Still to Go - Here are some things I'd like to get done in the next two weeks. What do you think?

  • Yardwork raking the yard, getting the leaves off of my railroad, etc.
  • Pond work - cutting back the pond plants and otherwise getting the pond ready for winter.
  • Running Christmas lights - We have inherited, literally, over a dozen strands of blue "twinkle" lights that might look nice around the arborvitas that mark the "back" border of our empire. I also probably have enough strands to run white or mixed lights on most of the conifers on the railroad proper.

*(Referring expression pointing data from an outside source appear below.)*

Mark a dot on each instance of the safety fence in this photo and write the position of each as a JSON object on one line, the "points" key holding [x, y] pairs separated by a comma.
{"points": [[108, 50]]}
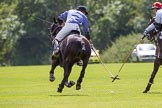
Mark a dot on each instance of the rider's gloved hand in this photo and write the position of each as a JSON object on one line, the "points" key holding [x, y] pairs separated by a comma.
{"points": [[145, 34]]}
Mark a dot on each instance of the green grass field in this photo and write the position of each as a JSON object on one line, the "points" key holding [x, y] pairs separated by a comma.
{"points": [[29, 87]]}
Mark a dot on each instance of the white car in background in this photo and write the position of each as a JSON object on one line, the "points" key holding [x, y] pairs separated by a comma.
{"points": [[144, 52]]}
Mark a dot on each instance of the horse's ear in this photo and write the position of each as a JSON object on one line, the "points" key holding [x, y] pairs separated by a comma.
{"points": [[54, 20]]}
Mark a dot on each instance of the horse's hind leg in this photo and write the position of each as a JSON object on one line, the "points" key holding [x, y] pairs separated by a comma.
{"points": [[151, 80], [67, 71], [55, 62], [79, 81]]}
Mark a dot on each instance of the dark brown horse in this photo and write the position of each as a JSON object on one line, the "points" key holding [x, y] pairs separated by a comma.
{"points": [[153, 36], [72, 49]]}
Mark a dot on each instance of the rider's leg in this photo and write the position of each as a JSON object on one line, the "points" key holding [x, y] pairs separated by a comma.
{"points": [[160, 45]]}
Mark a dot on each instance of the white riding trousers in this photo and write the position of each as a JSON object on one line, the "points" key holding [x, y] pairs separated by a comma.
{"points": [[66, 30]]}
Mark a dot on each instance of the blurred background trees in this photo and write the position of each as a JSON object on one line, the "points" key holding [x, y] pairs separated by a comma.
{"points": [[24, 38]]}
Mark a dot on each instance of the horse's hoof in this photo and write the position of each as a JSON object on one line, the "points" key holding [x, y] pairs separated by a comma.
{"points": [[78, 87], [145, 91], [52, 78], [71, 83], [59, 90]]}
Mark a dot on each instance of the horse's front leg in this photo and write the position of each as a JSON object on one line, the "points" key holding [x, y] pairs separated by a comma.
{"points": [[151, 80], [80, 79], [55, 62], [67, 71]]}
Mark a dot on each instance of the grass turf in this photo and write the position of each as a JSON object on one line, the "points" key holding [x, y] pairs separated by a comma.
{"points": [[29, 87]]}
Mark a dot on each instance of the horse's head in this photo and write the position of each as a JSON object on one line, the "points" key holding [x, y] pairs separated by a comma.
{"points": [[55, 28]]}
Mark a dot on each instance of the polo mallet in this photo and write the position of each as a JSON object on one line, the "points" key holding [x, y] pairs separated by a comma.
{"points": [[112, 76], [125, 60]]}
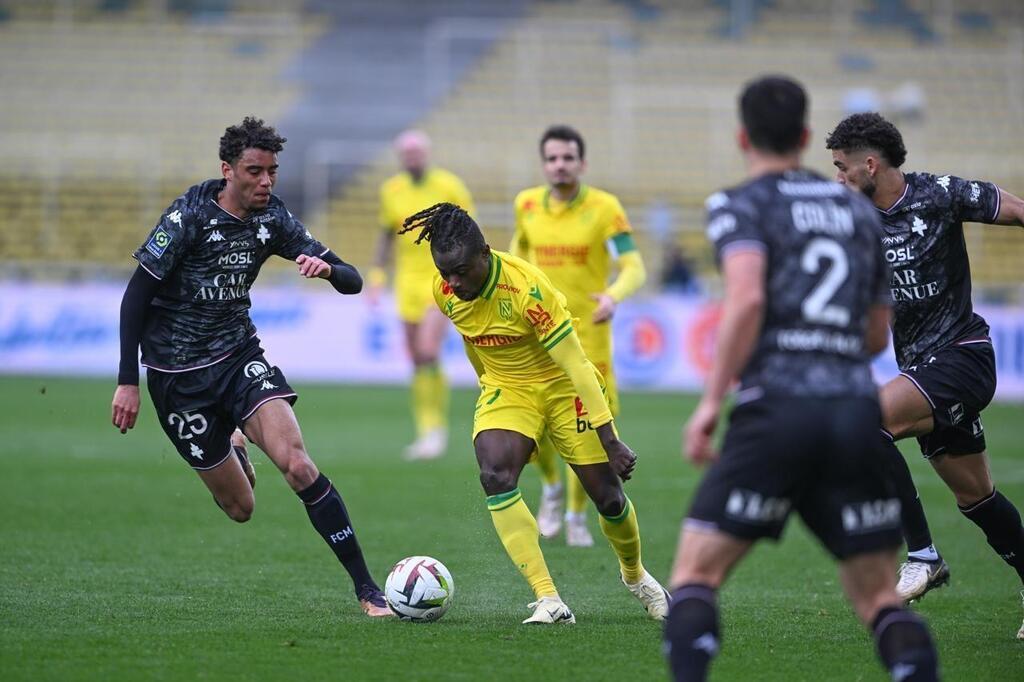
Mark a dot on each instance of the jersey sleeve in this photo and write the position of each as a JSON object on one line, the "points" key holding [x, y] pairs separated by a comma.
{"points": [[384, 217], [974, 201], [615, 222], [732, 225], [168, 242], [546, 310], [296, 240]]}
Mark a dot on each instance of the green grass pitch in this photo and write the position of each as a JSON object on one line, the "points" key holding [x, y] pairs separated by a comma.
{"points": [[115, 564]]}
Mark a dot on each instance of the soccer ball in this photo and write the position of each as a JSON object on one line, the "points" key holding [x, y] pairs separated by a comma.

Time is another issue.
  • Rehabiliting remaining buildings - Depending on how you count them, I have between two and six more buildings that I could theoretically get ready for the open house.
  • Placing and lighting remaining buildings - Not only do I have to get Louis' buildings established in their "final" location, I also have to establish some kind of foundation and lighting for any other buildings I add.
  • Click to see a series of articles about building a temporary Thomas railroad for Holden Arboretum in 2007Building Thomas' Railroad - Last year I built a portable Thomas the Tank Railroad as part of a series of garden railroading clinics for Holden Arboretum. I'd like to set that railroad up, too, especially if I have enough help to watch the kids as Thomas and James run. Of course that means more buildings and more lighting as well . . . .
  • Yardwork raking the yard, getting the leaves off of my railroad, etc. (You didn't think once was going to do it, did you?)

So all in all, there's not THAT much on my plate in the next week . . .

Conclusion and Best Wishes

As we go through this process, we are getting things accomplished that we needed done whether or not we have a Christmas-themed open house. But when we started planning this project, we also felt that this would be an especially good year to give early Christmas cheer to our friends and family, to anyone who is able to attend, and to anyone who reads these blogs.

If this has been an especially stressful year for you, you are probably hoping for this Christmas season to encourage you and to enrich you in all the ways that really count. Frankly, we feel the same way, which is one reason we keep trying to add to our reservoir of helpful and encouraging articles on our Family Christmas Online(tm) web site.

The same hope for our families, friends, and readers is what started the "ball rolling" on our Christmas-themed open house project as well.

In other words, if you take nothing else away from these articles, please accept the Race family's best wishes for a safe, happy, and blessed Christmas and New Year!

Once again, if you would like to ask questions, be notified of future open houses on the New Boston and Donnels Creek, or learn about other Christmas-themed open houses in Southwest Ohio this year please visit our 2008 Christmas Open Houses sheet.

Best of luck, have a great fall and winter, enjoy your trains, and especially enjoy any time you have with your family this season.